Step 1: Get really angry and offended by what was said. That’s always the best place to start if you’re trying to respond immaturely.  Get steamed.  Get pissed.  The madder, the better.

Step 2: Do not—under any circumstances—consult the biblical text to see whether what a person said actually reflects what the Bible really says. That’s just gonna cause problems.  So, just decide that it doesn’t fit with what you’ve always assumed the Bible says, or (even better) decide that it just doesn’t fit with what you feel, and then reject it out of hand because it doesn’t work with how you “feel” about things.  Whatever you do, do not be like the Bereans, who searched the Scriptures to see if the things Paul said were so.

Step 3: Label the person with a denominational or theological label. Find a label that typically encompasses some of the things that person said, but also includes all kinds of things he or she didn’t say.  If you can slap an “–ism,” an “–ist,” an “–ite,” or an “–an” on them (really any good suffix will do) then you’ve successfully marginalized and discredited them, and you’ve won. You’ve won, and the Kingdom will be better for it.

Step 4: Use that label to make assumptions about what else he or she believes, however wrong you might be. Assume that belief A means that he or she also holds belief B, C, and D.  And if you can, also assume that if they hold belief A, B, C, and D, they probably also hold them arrogantly, and you can definitely tell some things about their personality, heart, and motives.

Step 5: Do not—again, under any circumstances—take the initiative to enter into a charitable dialogue with him or her about what the biblical text actually says. Instead, just talk with other people about him or her, and then react on the basis of what you’ve together decided about him or her.  That sort of response to someone you disagree with will be very, very successful at being incredibly immature, divisive, and petty.

Okay, do you feel spanked?  Beause I do.  Let’s do better than this.

Now, the other option is the golden rule.  The one where Jesus says, “So whatever you wish that others would do in relation to you, do also to them.”  Here’s what it looks like.  Here’s how to respond maturely, and in rhythm with the Golden Rule, to someone you disagree with:

Step 1: Don’t get angry—get engaged. Don’t jump to, “I just don’t care.”  “I don’t care” is almost as bad an initial response as getting angry, because if the Bible is saying something then it’s because God cares about it.  So, get engaged and make a note of your thoughts, reflections, questions, points of agreement, and points of potential disagreement.

Step 2: Do consult the biblical text to see whether what the person said reflects what the Bible really says. If it is what the Bible really says, then change your mind! No matter how you happen to “feel” about it.  God’s right, your feelings are wrong.  End of discussion.  It if doesn’t fit, or if you’re not sure that it fits, move on to steps 3, 4, and 5.

Step 3: Refuse to slap a label on people because you recognize that most of the time labels are very unhelpful and stereotyping and they’re too broad. Pulling out labels is like both sides pulling out nuclear weapons—there aren’t gonna be any winners at that point.  Just a big angry mess.
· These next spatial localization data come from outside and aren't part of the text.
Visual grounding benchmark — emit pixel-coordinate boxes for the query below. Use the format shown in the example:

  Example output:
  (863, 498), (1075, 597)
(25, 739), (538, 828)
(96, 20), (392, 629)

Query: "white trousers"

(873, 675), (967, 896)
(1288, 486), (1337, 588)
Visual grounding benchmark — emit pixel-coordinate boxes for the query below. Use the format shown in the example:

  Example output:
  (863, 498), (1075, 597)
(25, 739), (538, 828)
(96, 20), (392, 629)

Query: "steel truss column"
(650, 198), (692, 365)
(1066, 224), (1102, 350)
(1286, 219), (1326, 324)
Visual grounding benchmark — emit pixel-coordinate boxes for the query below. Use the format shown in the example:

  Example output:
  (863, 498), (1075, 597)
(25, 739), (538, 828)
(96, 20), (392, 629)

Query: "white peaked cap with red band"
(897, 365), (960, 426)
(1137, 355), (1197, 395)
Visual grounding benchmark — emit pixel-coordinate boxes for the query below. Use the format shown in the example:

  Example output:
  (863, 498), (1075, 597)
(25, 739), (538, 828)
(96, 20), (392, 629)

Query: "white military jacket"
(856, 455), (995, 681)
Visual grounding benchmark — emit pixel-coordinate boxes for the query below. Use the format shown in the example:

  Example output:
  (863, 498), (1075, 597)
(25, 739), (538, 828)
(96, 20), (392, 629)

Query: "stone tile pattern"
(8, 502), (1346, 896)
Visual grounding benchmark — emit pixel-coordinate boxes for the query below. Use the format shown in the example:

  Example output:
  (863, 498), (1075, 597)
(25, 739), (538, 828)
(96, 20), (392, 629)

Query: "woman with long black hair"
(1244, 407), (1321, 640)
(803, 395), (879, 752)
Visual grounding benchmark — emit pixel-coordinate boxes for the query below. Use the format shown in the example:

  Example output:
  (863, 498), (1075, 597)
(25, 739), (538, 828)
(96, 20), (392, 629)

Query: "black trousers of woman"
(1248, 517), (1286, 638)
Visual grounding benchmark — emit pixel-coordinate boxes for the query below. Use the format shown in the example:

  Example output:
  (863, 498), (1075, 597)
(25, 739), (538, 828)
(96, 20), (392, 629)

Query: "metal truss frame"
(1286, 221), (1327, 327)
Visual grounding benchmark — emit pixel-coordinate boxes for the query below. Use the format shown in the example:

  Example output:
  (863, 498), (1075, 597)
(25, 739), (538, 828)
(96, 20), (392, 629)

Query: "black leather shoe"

Step 4: Refuse to make assumptions about what else the person believes or what that person is like, if you haven’t talked to them about it. Refuse to assume that belief A necessarily leads to belief B necessarily leads to belief C, and “the people who believe those things are like this.”  Instead, talk.  Talk with them.  That’s one I’ve had to learn from hard, embarrassing, foot-in-my-mouth experience.  Just take my word for it.

Step 5 (and this is the best step.  I love this step.): Enjoy a charitable, benevolent conversation with the person about what the biblical text really says, refusing to engage in character or theological assassination behind his or her back, but rather enjoying the creative experience of theology and biblical learning done in the context of conversation and community.

That’s why I so enjoyed [last week’s] conversations.  Not because everyone in the conversation necessarily ended up agreeing—because not everyone did.  And that’s not the point.  But those conversations were so enjoyable because we had the conversation in the context of love and community.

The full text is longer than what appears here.